Niente penalizzazioni per l'orario dei professori, si torna alle 18 ore. Ma c'è il passo indietro sugli esodati, ancora alla ricerca di una possibile quadra sulle risorse di copertura. Ancora attesa per le modifiche a Irpef, Iva e detrazioni. È quanto accaduto in un'intensa domenica di lavoro sulla legge di stabilità. 

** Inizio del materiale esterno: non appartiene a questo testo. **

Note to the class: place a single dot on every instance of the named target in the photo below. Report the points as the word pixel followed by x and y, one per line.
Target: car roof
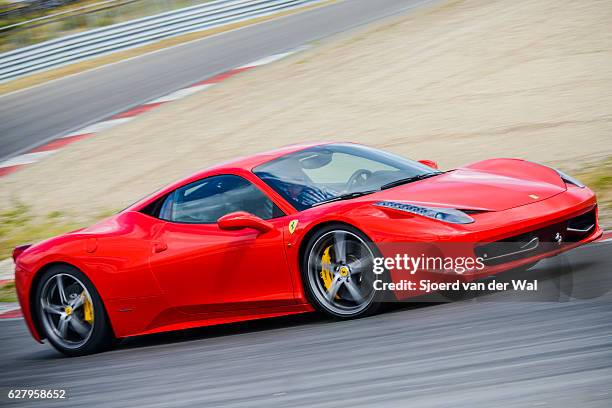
pixel 249 162
pixel 244 164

Sciolto il nodo della scuola, si diceva. In commissione, a presentare l'emendamento dei nuovi tagli "che non toccano il cuore dell'istruzione, cioè gli studenti e gli insegnanti" è venuto il ministro Francesco Profumo. Sono state trovate le risorse che consentiranno di non aumentare da 18 a 24 ore l'impegno settimanale dei professori. Gran parte arriverà da accantonamenti effettuati in passato da misure che avevano prodotto più risparmi del previsto, ma c'è anche la chiusura della sede del vecchio ministero dell'Università, in viale Kennedy a Roma, ora utilizzata solo al 45%. Vengono poi ridotti distacchi e permessi sindacali per docenti e personale scolastico, i fondi per il progetto "smart city" e quello per i Fondi First e Trin. Una riduzione di 47,5 milioni riguarderà anche il fondo per l'offerta formativa "senza pero' pregiudicare le iniziative", ha spiegato il ministro. Approvato anche un emendamento che taglia di 30 milioni i fondi per i patronati, ma solo per il 2013.

Nuovo intoppo, invece, per l'emendamento che doveva estendere la salvaguardia prevista per gli esodati. La Ragioneria dello Stato, alla quale spetta il compito di mettere il bollino alle proposte, ha evidenziato un ampliamento della platea dei soggetti che rende insufficiente la copertura prevista. Il nodo ha impegnato i relatori e il governo per gran parte della giornata domenicale. E in Parlamento a seguire la vicenda è arrivato di corsa il viceministro al Lavoro Michel Martone. La soluzione ancora non c'è anche se i relatori minimizzano il problema. "Il problema non c'è. Lei ha parlato con la ragioneria?" ha chiesto Brunetta ribattendo ad un giornalista che gli chiedeva chiarimenti. Proprio i relatori avevano depositato l'emendamento che includeva, nella platea dei lavoratori "esodati" anche quelli licenziati, entro il 31 dicembre 2011, a causa del fallimento o di un altra "procedura concorsuale" dell'impresa, magari dovuta alla crisi economica.

Le risorse non erano però mutate prevedendo un meccanismo di autocopertura, cioè di utilizzo delle risorse già stanziate. Si puntava però a risparmiare risorse facendo scontare dal computo degli esodati i periodi di "non lavoro" coperti finanziariamente grazie alle buonuscite. In pratica, se si è andati via dal lavoro contando su uno scivolo economico di due anni i benefici per gli esodati scatterebbero solo dopo questo periodo. A garanzia, di eventuali sforamenti, era comunque previsto che prevista la possibilita' di coprire il 'buco' con un inasprimento dell'indice di rivalutazione automatica dei trattamenti pensionistici di importo più elevato. Come dire, facendo pagare alle pensioni ricche. 

La Ragioneria ha però evidenziato l'insufficienza delle risorse. Sono così cominciate le trattative, andate avanti tutto il giorno, sull'ipotesi di estendere da subito la "stretta" sulle pensioni ricche, oppure per defalcare i "nuovi" esodati dalla platea prevista. "Ci vuole ancora tempo", si è fatto scappare il vice ministro Martone mentre l'opposizione e i sindacati hanno aumentato il tono delle critiche. Il leader Idv, Antonio di Pietro ha definito l'emendamento una "bufala gigantesca a fini elettorali" mentre il segretario della Lega Nord Roberto Maroni l'"ultima presa dei fondelli". Anche la Cgil ha chiesto al Parlamento di risolvere il problema senza ridurre la platea degli aventi diritto. Un tema che anche per la maggioranza, come ricorda il responsabile economico del Pd, Stefano Fassina, si tratta di una "questione cruciale".